Kitchener – Frontline staff at Family and Children’s Services of Waterloo Region are calling on the Minister of Children and Youth Services (MCYS) “to fix and fund” a provincial computer network that is taking direct service hours away from children and families.
“The child protection sector has a history of workload and funding issues which affect our ability to work with kids and families,” said Steven Dick, President of Local 258 of the Ontario Public Service Employees Union (OPSEU). “The Child Protection Information Network, CPIN, is just another example that has brought more difficulties in terms of hours.
“With the new system it takes a lot longer to do our paperwork,” Dick said. “Something that used to take five minutes now takes 15 to 20 minutes, and it adds up. We’re spending more time on administrative stuff and less on direct service to children and families that need our support.
“We support a province-wide network for sharing information about families,” he added. “On National Child Day, we’re calling on Minister Michael Coteau to provide proper funding and fix CPIN so vulnerable children aren’t short-changed.”
Family and Children’s Services of Waterloo Region now has a budget deficit of $2.3 million, nearly $2 million of which is related to CPIN. Agencies across the province face similar problems: originally budgeted to cost $122 million, CPIN has cost $200 million already.

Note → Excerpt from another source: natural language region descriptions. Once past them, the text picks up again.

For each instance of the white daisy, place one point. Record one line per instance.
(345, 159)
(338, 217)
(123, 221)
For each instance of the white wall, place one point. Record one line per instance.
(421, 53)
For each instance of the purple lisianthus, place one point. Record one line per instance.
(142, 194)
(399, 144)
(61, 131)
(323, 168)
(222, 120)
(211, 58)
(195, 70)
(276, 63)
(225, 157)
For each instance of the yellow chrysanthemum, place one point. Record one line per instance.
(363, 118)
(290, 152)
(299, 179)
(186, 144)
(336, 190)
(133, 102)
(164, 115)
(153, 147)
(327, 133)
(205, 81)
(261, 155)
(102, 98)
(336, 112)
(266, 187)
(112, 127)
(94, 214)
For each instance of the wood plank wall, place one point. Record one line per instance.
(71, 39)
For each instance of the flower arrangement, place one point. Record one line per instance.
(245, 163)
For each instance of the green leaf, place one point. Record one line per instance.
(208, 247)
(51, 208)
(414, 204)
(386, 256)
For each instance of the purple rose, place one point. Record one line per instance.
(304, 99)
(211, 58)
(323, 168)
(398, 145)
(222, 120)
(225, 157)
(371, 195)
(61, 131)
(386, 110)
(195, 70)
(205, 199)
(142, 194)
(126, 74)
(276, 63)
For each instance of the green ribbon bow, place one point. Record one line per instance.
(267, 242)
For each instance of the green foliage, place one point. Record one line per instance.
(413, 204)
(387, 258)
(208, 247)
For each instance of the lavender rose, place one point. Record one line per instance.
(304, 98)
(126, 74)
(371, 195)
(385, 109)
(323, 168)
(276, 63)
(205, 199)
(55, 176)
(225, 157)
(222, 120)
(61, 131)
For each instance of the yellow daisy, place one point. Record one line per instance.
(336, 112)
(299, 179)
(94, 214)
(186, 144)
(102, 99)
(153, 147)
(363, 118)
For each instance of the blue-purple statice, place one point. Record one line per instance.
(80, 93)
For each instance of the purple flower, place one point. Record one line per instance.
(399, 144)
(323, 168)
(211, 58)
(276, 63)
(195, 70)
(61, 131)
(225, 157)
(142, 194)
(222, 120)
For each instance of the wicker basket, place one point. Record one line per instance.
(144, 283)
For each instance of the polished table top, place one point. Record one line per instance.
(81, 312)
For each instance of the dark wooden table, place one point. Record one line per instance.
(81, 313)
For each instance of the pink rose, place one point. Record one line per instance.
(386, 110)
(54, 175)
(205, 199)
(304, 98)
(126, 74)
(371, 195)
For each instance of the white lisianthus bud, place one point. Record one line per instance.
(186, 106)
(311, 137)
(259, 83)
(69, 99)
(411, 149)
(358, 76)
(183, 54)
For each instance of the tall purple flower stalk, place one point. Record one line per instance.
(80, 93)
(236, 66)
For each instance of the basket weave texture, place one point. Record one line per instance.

Only 20 of 48 children’s aid societies in the province have gone live with the system.
OPSEU President Warren (Smokey) Thomas warned Minister Coteau not to view the problems with CPIN as mere technical issues.
“What is happening with CPIN is what we have seen with Ontario’s Social Assistance Management System (SAMS) and the federal government’s Phoenix payroll system,” he said. “Computer problems like this are hugely problematic, not only because private contractors come with cost overruns, but because the systems they deliver undermine the very service they were set up to improve.
“I urge minister Coteau to take CPIN very seriously,” he said. “As with everything involving child protection, the stakes are high.”